EVERETT, Wash. — While Boeing is still in the red, things are looking up for its airline customers and even for Boeing itself. Yet Wednesday, Boeing CEO David Calhoun indicated he’s in no rush to build a new airplane – at least not yet.
“It’s more important to me that we get our development tools where we need be, demonstrate manufacturing capability and manufacturing where we need to be before we call out the spec on the next new commercial airplane,” he said on the 2021 earnings call.
Prior to the COVID-19 pandemic, Boeing had been talking about the next airplane referred to the New Midsized Airplane (NMA) – something to fall between a 737 and the 767. But despite the company consistently saying it continued to talk to airlines about what they wanted, the pandemic and big losses at Boeing appears to have put any new jet on the back burner.

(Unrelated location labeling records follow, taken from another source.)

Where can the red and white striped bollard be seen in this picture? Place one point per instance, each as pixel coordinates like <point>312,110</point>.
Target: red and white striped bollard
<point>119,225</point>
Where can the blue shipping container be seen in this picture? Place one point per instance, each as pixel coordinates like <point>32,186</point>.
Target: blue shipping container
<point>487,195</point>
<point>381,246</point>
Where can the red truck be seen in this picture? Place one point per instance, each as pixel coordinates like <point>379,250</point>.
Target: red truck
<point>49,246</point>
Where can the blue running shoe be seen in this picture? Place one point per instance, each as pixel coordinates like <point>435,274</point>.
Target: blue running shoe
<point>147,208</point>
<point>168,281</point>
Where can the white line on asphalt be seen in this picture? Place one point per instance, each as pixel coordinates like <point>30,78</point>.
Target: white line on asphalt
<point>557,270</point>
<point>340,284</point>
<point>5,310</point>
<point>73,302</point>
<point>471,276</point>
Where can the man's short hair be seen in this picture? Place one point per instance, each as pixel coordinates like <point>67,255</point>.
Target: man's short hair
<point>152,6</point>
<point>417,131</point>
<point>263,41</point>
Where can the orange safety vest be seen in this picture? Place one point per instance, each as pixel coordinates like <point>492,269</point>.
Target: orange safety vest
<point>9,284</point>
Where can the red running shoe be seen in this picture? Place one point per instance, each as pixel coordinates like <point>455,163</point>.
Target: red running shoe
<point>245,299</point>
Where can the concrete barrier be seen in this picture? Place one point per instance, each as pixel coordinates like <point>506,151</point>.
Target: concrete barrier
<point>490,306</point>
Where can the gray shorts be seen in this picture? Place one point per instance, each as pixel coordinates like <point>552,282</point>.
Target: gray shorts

That said, the company is working on it, designing a more robust digital platform to not only design the plane but to finally reach the dream of a highly efficient system where Boeing and its suppliers around the world can log into a common platform, even test the plane in a computer before ever cutting metal or forming composite material.
Now, Boeing has used massive digital tools, ever since it designed its first digital jet, the 777 in the 1990s, but a fully realized dream has not yet come to pass. It’s hoped this version will get the company to its goals of also being able to better manage costs of developing a new jet and even testing it in the digital world.
Where could it be built, whenever that day comes? Everett holds promise as the world’s largest building measured by volume will be a lot emptier by the end of the year when the 747 program comes to an end. Already, half the company’s production of its 787 Dreamliner was consolidated in North Charleston, South Carolina as a result of the extreme pressure from the pandemic.